Later, he'd wonder just how many people had said those exact words to her, or to her sisters. Standing out on the edge of the water, knowing the power that they held and risking the consequences legend said they would face. If she was moved by the declaration, she made no show of it.

"He's hurt his head, and I... I think I've fixed it, but... he's still not breathing, and I don't know how to make him start again, and I don't even really need you to do it if you won't, but if you could just tell me how to do it, then I'll take him and I'll do it myself and I'll leave you in peace."

Nothing.

"Please, he's... I've dragged him all the way here, because somebody once told me about you, and you're here, and really I didn't even fully expect that, but you are, and just... please, come on!" He regretted in that moment raising his voice; he worried that he might frighten her off. But if she was afraid by the voice of a frantic boy, it still didn't move her.

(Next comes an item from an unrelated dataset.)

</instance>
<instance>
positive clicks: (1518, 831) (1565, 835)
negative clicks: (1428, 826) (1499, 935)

"He's my brother's best friend, and if I let him die, he'll never forgive me for it."

Finally, something.

She moved closer, eyes and flat nose appearing from slow ripples. He didn't know what had convinced her to finally bring herself closer, the mention of Sirius, or his pathetic tone, but it didn't really matter. She emerged so far — pale shoulders poking out followed by flowing hair covering breasts and ribs visible only because of the way she'd contorted herself — that Regulus almost convinced himself that she was going to step right out of the water and close the distance between them. Of course, she didn't.

When he and Sirius had first been told the story, he'd been unable to imagine the mermaids in any way other than to picture them as variations of his cousins; they were the only girls he'd spent any amount of time with then. At the beginning of the story, they were all copies of Narcissa and Andromeda, swimming gracefully among themselves, wary of the humans that might've passed by. Later in the story, their features began to morph in his mind, sharpen. They resembled Bellatrix more than the other girls at the end of the story, pulling poor unsuspecting men to their deaths. Growing older, they had stayed that way in his head. Sharp noses and dark eyes and masses of ringlets atop their heads. The reality of this mermaid was quite different.

She didn't haul herself from the water or reach out to pull Regulus in. Instead, she looked back momentarily, torn, before curling one hand towards herself, ushering Regulus closer. With each step he took in her direction, she moved back. When he realised that she meant for him to follow her into the water, he worried. Would he be able to breathe? Perhaps it was a ploy, perhaps the mermaids never really pulled muggles or wizards to their deaths, perhaps the men stepped willingly into their own demise. Was that what they were, these daughters of night? Fates disguised with hidden shears, givers of life and death he had been wrong to trifle with?